Duncan smiles then, even snickers lightly, as a couple of details in the article—a silver-gray car, a man in his early twenties with a reddish complexion—make it sound, of all people, like their strange and needy housemate, Vernon, who has been following the weirdest schedule lately. Vernon, he thinks. Dear God, of course, he had promised to hear him out tonight, to help him with his problem.

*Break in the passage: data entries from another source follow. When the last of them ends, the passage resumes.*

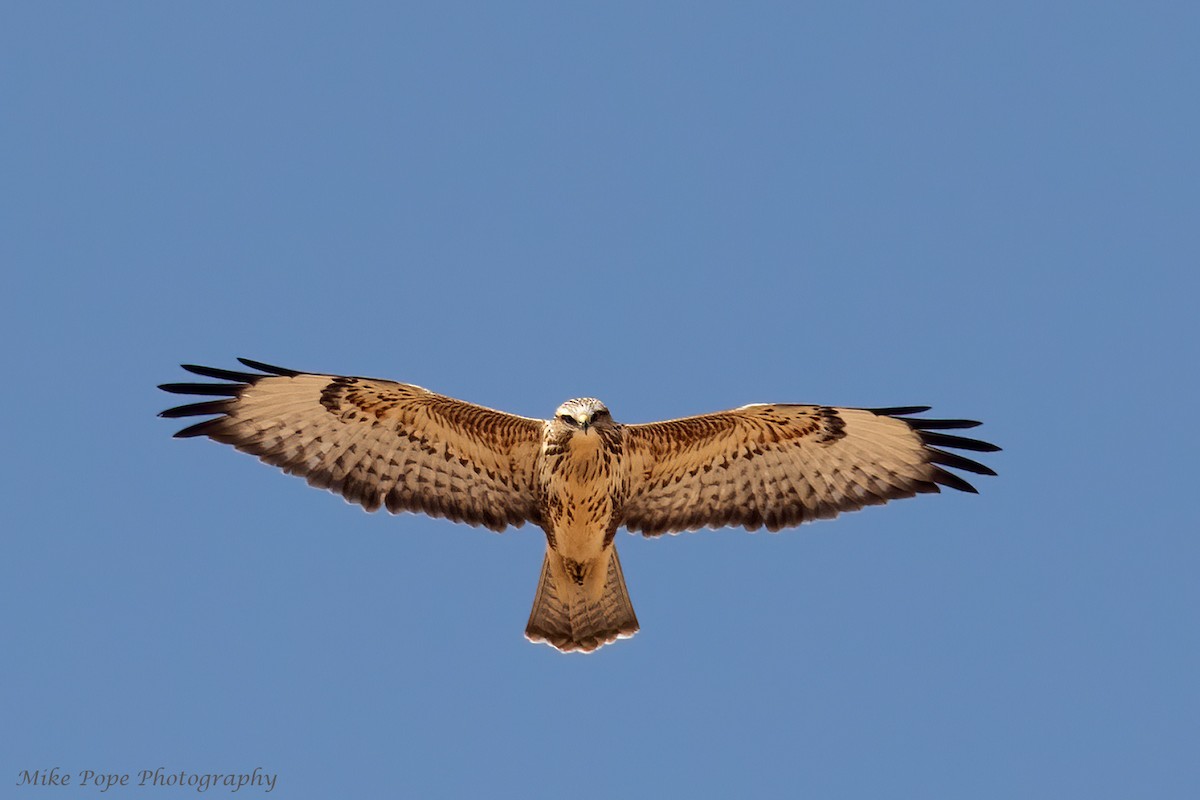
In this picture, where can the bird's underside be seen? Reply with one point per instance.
(580, 475)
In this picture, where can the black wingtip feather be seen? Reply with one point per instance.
(958, 462)
(221, 374)
(943, 425)
(961, 443)
(198, 429)
(900, 410)
(953, 481)
(928, 429)
(197, 409)
(225, 390)
(265, 367)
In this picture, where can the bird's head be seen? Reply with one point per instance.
(582, 414)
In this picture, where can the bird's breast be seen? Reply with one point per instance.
(585, 489)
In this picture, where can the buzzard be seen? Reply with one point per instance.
(580, 475)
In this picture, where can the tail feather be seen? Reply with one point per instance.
(563, 615)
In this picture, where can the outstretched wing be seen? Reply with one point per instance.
(779, 465)
(375, 441)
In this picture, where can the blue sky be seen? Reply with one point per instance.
(677, 208)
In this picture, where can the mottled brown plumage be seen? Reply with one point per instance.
(579, 476)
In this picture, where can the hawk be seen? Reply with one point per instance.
(580, 475)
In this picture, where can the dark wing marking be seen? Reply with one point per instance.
(373, 441)
(780, 465)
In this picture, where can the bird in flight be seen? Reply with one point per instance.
(580, 475)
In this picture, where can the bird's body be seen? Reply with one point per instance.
(580, 476)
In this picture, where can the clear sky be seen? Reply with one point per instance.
(673, 206)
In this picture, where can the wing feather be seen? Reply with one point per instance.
(780, 465)
(376, 443)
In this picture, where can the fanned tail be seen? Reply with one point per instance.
(564, 618)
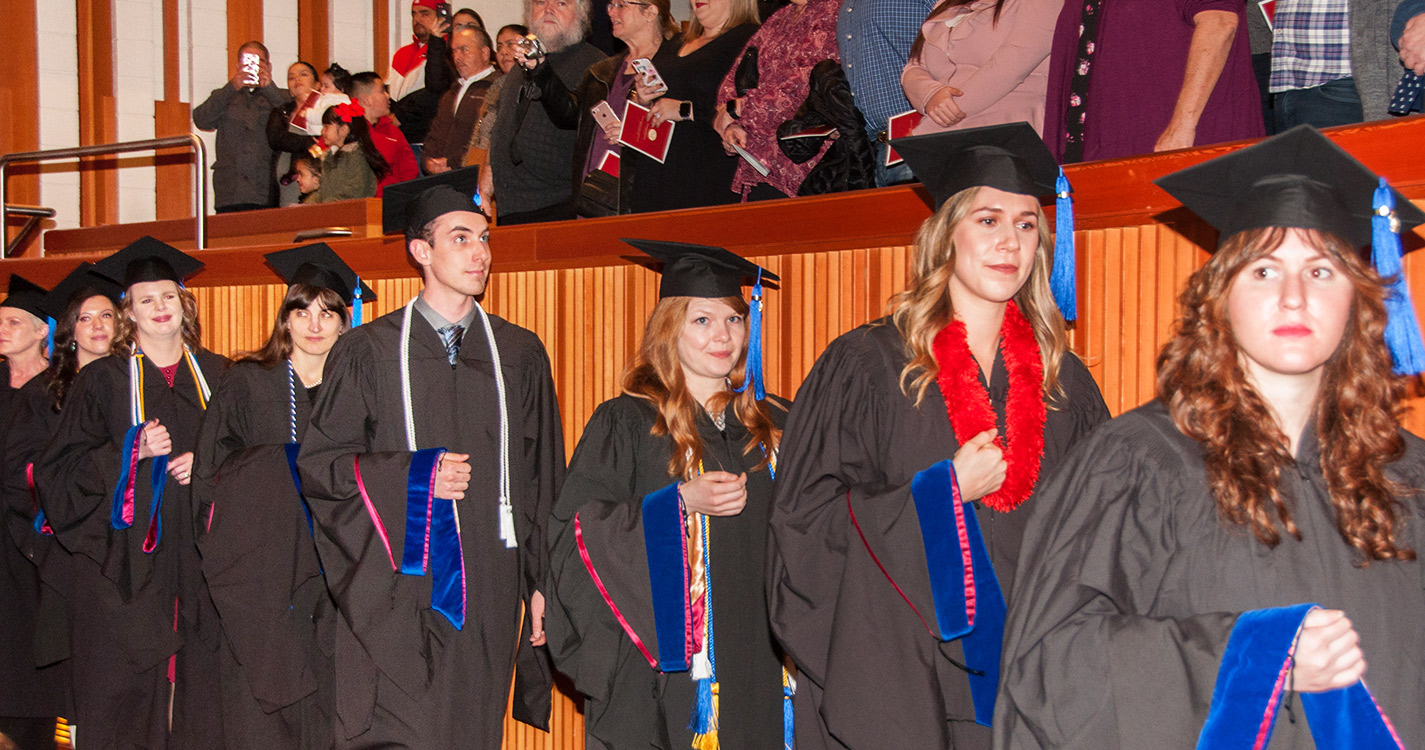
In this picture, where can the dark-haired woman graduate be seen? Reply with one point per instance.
(114, 486)
(914, 454)
(1173, 586)
(30, 697)
(257, 545)
(659, 608)
(83, 307)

With new curiosity and a tingling about his ears, however, Duncan finds himself looking hard at the composite, to see if there is any resemblance. There seems little. The hair looks black, of course, and the face appears too hard, too evil, to belong to anyone like Vernon, Glancing up then, seeing Leon and Wayne headed his way, Duncan misfolds the newspaper, lays it back where he had found it, and gets to his feet. Taking up his books, turning to join in procession with the other two, knowing he will make no mention here of the curious coincidence concerning the already much-maligned fourth in their household quartet, he joins, too, in a ragged ongoing exchange having to do with someone’s charge, somewhere, that amnesty amounted to repudiation of the charges against those who had escaped to Canada. . . . He will always remember, though, and will relate any number of times, the unsettling presence, a silent blinking light, which seemed to be signaling him even then from a remote corner of his mind.